Es
invierno. Hace un día tremendo y Lourdes decide pasar la mañana haciendo algo
útil; se pondrá a revisar armarios. En un cajón se topa con una bolsa de tela. “¿Qué
tengo yo aquí?” No se acordaba. Sacó dos jerséis muy bonitos, de colores. Uno
se lo había confeccionado hacía bastantes años en rojo blanco y negro con unos
ciervos, que le había costado mucho hacer; el otro era obra de su madre para
que lo llevase a esquiar, todo de dibujos en tres colores. Se lo vio hacer
durante tiempo, y eso que parecía una máquina. “¡Qué bonito mamá!”, le decía.

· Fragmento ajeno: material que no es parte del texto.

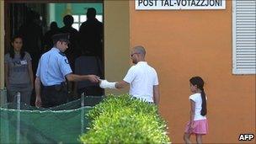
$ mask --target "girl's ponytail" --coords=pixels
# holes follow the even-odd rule
[[[202,98],[201,115],[205,116],[207,114],[207,107],[206,107],[206,96],[204,88],[201,88],[201,98]]]

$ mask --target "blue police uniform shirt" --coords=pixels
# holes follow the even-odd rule
[[[72,73],[67,58],[59,49],[53,47],[42,55],[36,72],[44,86],[61,84],[65,82],[65,76]]]

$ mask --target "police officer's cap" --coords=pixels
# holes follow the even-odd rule
[[[53,40],[53,43],[56,43],[58,40],[69,43],[70,35],[68,33],[56,34],[52,35],[51,39]]]

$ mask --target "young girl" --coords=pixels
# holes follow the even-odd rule
[[[206,119],[206,96],[204,90],[204,81],[200,77],[193,77],[189,79],[190,91],[190,120],[188,122],[184,140],[185,143],[191,143],[189,137],[195,134],[196,142],[202,143],[202,136],[208,132]]]
[[[30,96],[34,87],[31,57],[22,49],[22,38],[14,36],[12,48],[4,56],[4,78],[8,91],[8,101],[16,101],[17,93],[20,93],[20,102],[30,104]]]

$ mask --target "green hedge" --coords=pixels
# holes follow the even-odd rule
[[[83,143],[167,143],[166,124],[154,104],[128,94],[109,95],[87,115],[89,131]]]

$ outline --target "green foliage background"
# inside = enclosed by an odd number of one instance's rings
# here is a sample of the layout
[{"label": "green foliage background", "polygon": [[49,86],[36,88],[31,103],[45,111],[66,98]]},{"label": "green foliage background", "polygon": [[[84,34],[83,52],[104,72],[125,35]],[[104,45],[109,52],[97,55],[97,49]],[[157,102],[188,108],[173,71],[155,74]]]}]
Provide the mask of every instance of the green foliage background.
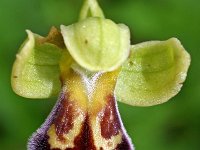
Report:
[{"label": "green foliage background", "polygon": [[[137,150],[200,149],[200,1],[100,0],[107,18],[127,24],[132,43],[177,37],[192,56],[182,91],[153,107],[119,104],[125,127]],[[15,54],[25,29],[46,35],[52,25],[72,24],[81,0],[0,1],[0,149],[25,150],[28,137],[44,121],[56,98],[30,100],[10,86]]]}]

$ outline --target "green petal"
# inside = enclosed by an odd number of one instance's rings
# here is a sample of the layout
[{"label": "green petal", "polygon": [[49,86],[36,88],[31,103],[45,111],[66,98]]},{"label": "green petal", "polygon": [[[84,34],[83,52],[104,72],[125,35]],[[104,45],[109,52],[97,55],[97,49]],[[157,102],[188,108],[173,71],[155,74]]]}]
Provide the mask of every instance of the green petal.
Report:
[{"label": "green petal", "polygon": [[130,52],[127,26],[109,19],[91,17],[70,26],[61,26],[65,45],[74,60],[90,71],[112,71]]},{"label": "green petal", "polygon": [[64,49],[62,36],[52,28],[43,38],[27,30],[13,65],[11,83],[16,94],[27,98],[49,98],[60,92],[59,61]]},{"label": "green petal", "polygon": [[176,38],[133,45],[117,79],[116,97],[134,106],[164,103],[180,91],[189,65],[190,55]]}]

Así que un día decidió guardar su jersey con el de ella, como reliquia
familiar.
Se acordó del día que lo tenía que
estrenar. ¡Qué tiempos aquellos! Dieciocho años, ¡quién los pillara! Trabajaba
en una oficina, pero los domingos de invierno apuraba hasta no quedar un copo
blanco en la estación de esquí. Iba con mis amigas en el autobús de la
Deportiva, que era socia. Me eché a reír recordando los primeros tiempos de
culadas y arrastradas y maravillándome de cómo subían y bajaban los pequeños
que pululaban alrededor.
Aquel iba a ser un día especial,
estrenaría por fin el jersey. El domingo anterior había nevado tanto que el
autobús tuvo que quedarse en el pueblo cerca de la estación y nos tuvimos que
conformar tomando calditos calientes por los bares y haciendo guerras de bolas.
Fue divertido.
Pensaba disfrutar del día; además,
ya había dado alguna clase. Sabía dar la vuelta
María, el paso del patinador y hasta hacer cuña.
Lo tenía todo preparado en mi
habitación. Los esquíes atados y limpios, las botas engrasadas y el pantalón
con su maravilloso jersey bien colocado. “¡Que no se olvide nada!”, pensé. “Anorak,
guantes y gorro. ¡Bien!” ¡El billete! Lo tenía, lo tenía… desde el martes
anterior, para no quedarme sin ir.
Puse el despertador y a dormir. De
pronto me desperté y me levante de la cama para salir huyendo de algo que había
soñado, pero tenía una pierna dormida y se torció un tobillo. “No es nada”,
pensé. Miré el reloj. “¡Todavía no es hora!” Y me volví a dormir.
Sonó el despertador y, cuando puse
los pies fuera de la cama, vi con desconsuelo que tenía el tobillo hinchado y
amoratado. ¡Imposible ir! Me fui hasta el baño como pude. En el botiquín, solo
había alcohol de romero para tal fin, y allí me quedé, llorando en silencio
para no despertar a nadie, dándome “masajitos”.